Time to danceThe Grandson: [interrupting] Hold it, hold it. What is this? Are you trying to trick me? Where’s the sports? (Suspiciously) Is this a kissing book?
Grandpa: Wait, just wait.
The Grandson: Well, when does it get good?
Grandpa: Keep your shirt on, and let me read.
Marriage and family counseling experts stress the importance of “dating” your spouse, especially when you have children.
Get away, take time for yourselves, just the two of you. See that movie, hit that fancy restaurant.
These experts must rarely have children, and their pearls of wisdom show they have no concept of the term “baby-sitter.”
I like the idea, but let’s face reality.
First, those dates can get pretty expensive. But you finally get away and talk about... the kids. And you promise to drop that subject ... and then sit there and stare at each other. So you fill in the silence by... talking about the kids. Does this not defeat the purpose of said date?
Second, life gets in the way. The Little Black Dress and I have moved several times over the years, toting along the various SONS of Thunder. Ergo, we do not have the “built-in” babysitters so many are blessed with; namely, nearby grandparents.
Other than obtaining the launch codes to the nation’s nuclear weapons, try getting someone to give up the name and phone number of their babysitter.
Need a big loan? Co-sign on your mortgage? Drive you to work for a week? Sure.
Babysitter? Um, she moved to Nepal. Phone number for the backup? Dang, where did I place that?
Feel free to correct me. I’ll wait.
Sometimes you can’t always have that special date. But you can still stop time. Enter The Dance and The Kiss.
Said Dance has varied over the years, although for The Dress and I, it usually happens in the kitchen. Something will trigger it - a song, a glance, a child running in screaming about not wanting to be the “blindfolded prisoner” in the neighborhood Airsoft execution squad game outside.
A few stand out.
One many years ago involved Eldest SON, who was four at the time and decided to join our dance. At the same time, one-year-old Second SON was wrapped around my leg and I was pretty much just shuffling him along and trying not to trip over four-year-old and fall on The Dress. But we had The Kiss.

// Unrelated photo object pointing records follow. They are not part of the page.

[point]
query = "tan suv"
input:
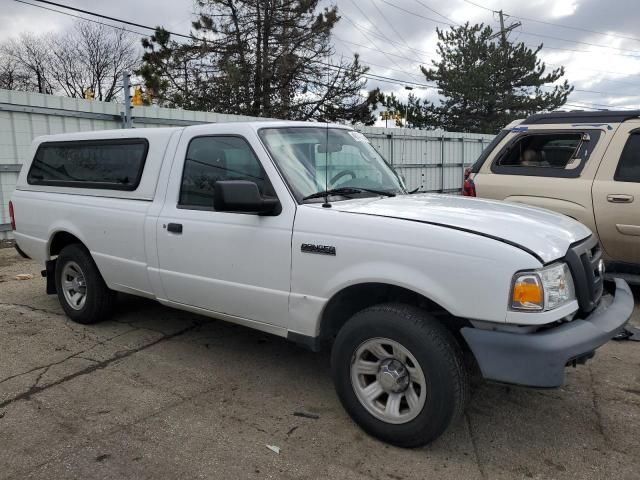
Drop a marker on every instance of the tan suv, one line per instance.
(583, 164)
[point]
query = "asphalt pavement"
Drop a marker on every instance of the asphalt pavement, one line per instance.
(159, 393)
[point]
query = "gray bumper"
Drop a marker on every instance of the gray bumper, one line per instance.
(539, 359)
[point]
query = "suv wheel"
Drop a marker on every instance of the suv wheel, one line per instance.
(399, 374)
(82, 292)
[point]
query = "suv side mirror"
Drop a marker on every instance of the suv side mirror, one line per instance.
(243, 196)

Another was a couple of years ago. The Dress had recently lost her mom. A song came on and she asked me to dance. I walked over, put my arms around her and proceeded to knock over and break a small vase. It was her mom’s, one she loved. One The Dress wanted to keep as a memory. Somehow, we still had The Kiss.
There was another Dance a couple of days ago. A song came on, one we played at the funeral for the The Dress’ dad who died about a year after her mom.
You never know when the Dance will occur, but you seize the moment.
We started The Dance and Youngest SON walks in, goes “ugh,” and walks out. “They’re dancing again,” he informs his brothers. Apparently our timing was not well received as they were waiting for us so they could restart the latest taping of Man Verses Wild or some such thing. We still had The Kiss.
The Dance stops time. You forget the bills, the sibling fights, the laundry, the much-needed car repair, the stuff of life. For a moment or two or three, you just hold on to your significant other.
How or what you dance is not important, that you dance is what matters.
And The Kiss is just that. A physical chance to remember what was, what is and what will be. To focus on the good; to acknowledge that whatever comes, “we will get through this,” as The Dress likes to say.
Babysitters can be hard to find. And one day, you won’t need them. And one day, you might be the sitter. But The Dance and The Kiss are timeless and always there. Just waiting.
Grandpa: (off-screen) Since the invention of the kiss, there have been five kisses that were rated the most passionate, the most pure. This one left them all behind.